According to a report from Strategy Analytics, “The Blu-ray Disc Association has objected to claims that these services deliver high definition picture and sound equal to that delivered by Blu-ray Disc, and suggests that these comparisons are irresponsible and misleading to consumers.”
The research company believes that satellite companies are competing with cable and IPTV providers, not Blu-ray Disc. This is partly true but now that DISH and DIRECTV are evolving their broadcasts into 1080p they can stand up to Blu-ray’s quality. And while fiber-optic providers Verizon and AT&T do have great HD quality that surpasses that of many cable company’s, they aren’t broadcasting 1080p so they are obviously not competitors in the full HD arena.
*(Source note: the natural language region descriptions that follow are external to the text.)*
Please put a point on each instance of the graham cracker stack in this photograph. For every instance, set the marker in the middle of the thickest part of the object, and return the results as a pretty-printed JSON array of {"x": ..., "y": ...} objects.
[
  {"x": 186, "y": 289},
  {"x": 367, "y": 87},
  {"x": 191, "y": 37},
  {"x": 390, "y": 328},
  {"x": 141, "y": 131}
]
Blu-ray has the best high-definition quality, period. But pricing offers a challenge for Blu-ray Disc. Recent predictions say Sony will offer a Blu-ray Disc player for under $200 before the end of 2008. That would be a great move for Sony because if you have a player at home you will want to buy discs even if they are a bit pricey. This doesn’t change the fact that Blu-ray is still too expensive for the mass consumer. Get the cost of gas down to $3 a gallon and you may see some more action on the hi-def front.
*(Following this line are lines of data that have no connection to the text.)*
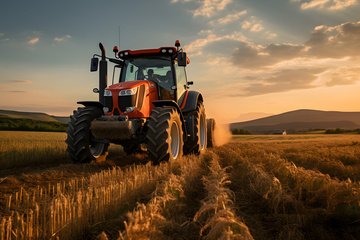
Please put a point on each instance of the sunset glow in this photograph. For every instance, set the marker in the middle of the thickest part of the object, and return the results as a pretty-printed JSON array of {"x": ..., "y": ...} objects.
[{"x": 248, "y": 57}]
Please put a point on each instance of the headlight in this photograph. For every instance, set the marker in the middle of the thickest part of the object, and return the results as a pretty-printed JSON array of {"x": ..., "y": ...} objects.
[
  {"x": 106, "y": 109},
  {"x": 127, "y": 92},
  {"x": 107, "y": 93}
]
However, the challenge is not just found in the pricing. I think the real challenge for Sony is facing downloadable HD. You have to look at what has happened to music CDs. As soon as it became possible for songs to download at an acceptable speed and price you saw most record store chains close their doors. Downloading music is too easy, to cool, and too affordable. Not too mention that a digital download, although susceptible to being erased, deleted or corrupted, is still much more stable than a disc.
The race for domination of high-definition home media is on. This time it’s price against speed. But no matter who wins I’ll still be waiting for my Lord of the Rings extended trilogy, in a nice fancy box, on Blu-ray Disc.